Member Posts: 8 Contributor II
edited November 2019 in Help
Hello experts!

I'd like to do k-means cluster with text data. My data is saved in one excel file. It has only one column with one word in each cell. Not sure whether I am doing it correctly (picture attached) because the output is like below, with cluster 3 having 4889 items??

Cluster 0: 20 items
Cluster 1: 18 items
Cluster 2: 20 items
Cluster 3: 4889 items
Cluster 4: 20 items
Cluster 5: 10 items
Cluster 6: 10 items
Cluster 7: 10 items
Total number of items: 4997

Also, I wonder is it possible to use something like
Silhouette  scores to define the ideal number of cluster? Thank you!!!

• Options
Moderator, RapidMiner Certified Analyst, Member Posts: 1,195 Unicorn
Hi @joen841030,

You can find here a method to find the optimal number of cluster(s) k, based on the calculation of the Average within Centroid Distance according k (the number of clusters) :

https://community.rapidminer.com/discussion/comment/61654#Comment_61654

Hope this helps,

Regards,

Lionel
• Options
Member Posts: 8 Contributor II
Hi @lionelderkrikor
thanks for the reply!

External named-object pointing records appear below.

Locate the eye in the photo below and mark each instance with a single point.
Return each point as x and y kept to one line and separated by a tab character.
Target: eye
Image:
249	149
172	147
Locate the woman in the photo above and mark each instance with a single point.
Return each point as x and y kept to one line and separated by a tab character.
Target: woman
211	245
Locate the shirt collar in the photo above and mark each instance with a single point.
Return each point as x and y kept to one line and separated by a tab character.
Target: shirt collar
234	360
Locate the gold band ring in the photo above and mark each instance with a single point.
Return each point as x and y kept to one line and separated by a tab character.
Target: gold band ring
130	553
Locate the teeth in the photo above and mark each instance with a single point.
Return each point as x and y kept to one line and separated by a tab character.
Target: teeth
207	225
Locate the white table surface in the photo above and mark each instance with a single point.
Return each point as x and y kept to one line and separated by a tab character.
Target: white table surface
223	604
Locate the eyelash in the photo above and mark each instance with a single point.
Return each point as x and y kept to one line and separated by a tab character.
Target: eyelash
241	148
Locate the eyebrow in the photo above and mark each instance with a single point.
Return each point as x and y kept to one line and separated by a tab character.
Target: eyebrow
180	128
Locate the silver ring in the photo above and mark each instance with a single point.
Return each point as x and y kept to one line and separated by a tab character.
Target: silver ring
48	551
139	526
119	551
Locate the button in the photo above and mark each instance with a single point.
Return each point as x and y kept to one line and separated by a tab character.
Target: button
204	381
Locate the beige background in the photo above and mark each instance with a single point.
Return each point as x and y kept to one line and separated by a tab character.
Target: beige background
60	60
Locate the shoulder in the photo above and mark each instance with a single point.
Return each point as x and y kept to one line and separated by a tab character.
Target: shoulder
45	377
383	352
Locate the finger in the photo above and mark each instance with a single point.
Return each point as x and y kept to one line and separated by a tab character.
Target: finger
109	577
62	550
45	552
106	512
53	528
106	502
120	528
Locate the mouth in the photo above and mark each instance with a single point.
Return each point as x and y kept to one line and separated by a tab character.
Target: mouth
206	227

Hmm... but now that I got the results like below. It doesn't appear correct to me though...

PerformanceVector:
Avg. within centroid distance: -385.889
Avg. within centroid distance_cluster_0: -393.196
Avg. within centroid distance_cluster_1: -351.386
Avg. within centroid distance_cluster_2: -410.075
Avg. within centroid distance_cluster_3: -384.852
Avg. within centroid distance_cluster_4: -403.787
Avg. within centroid distance_cluster_5: -371.171
Avg. within centroid distance_cluster_6: -366.001
Avg. within centroid distance_cluster_7: -402.358
Davies Bouldin: -0.500

And now I included "nominal to numerical"...if I am actually doing it correctly? I was just following different online tutorials and trying to figure out how to do it...

• Options
Moderator, RapidMiner Certified Analyst, Member Posts: 1,195 Unicorn
Hi @joen841030,

Why did you think that theses results are incorrect ?

Regards,

Lionel
• Options
Member Posts: 8 Contributor II
Hi @lionelderkrikor,
Hmm because I presume the value should be something between -1 to +1? Sorry that I don't understnad those figures... It would be nice if you can kindly explain it. Thanks!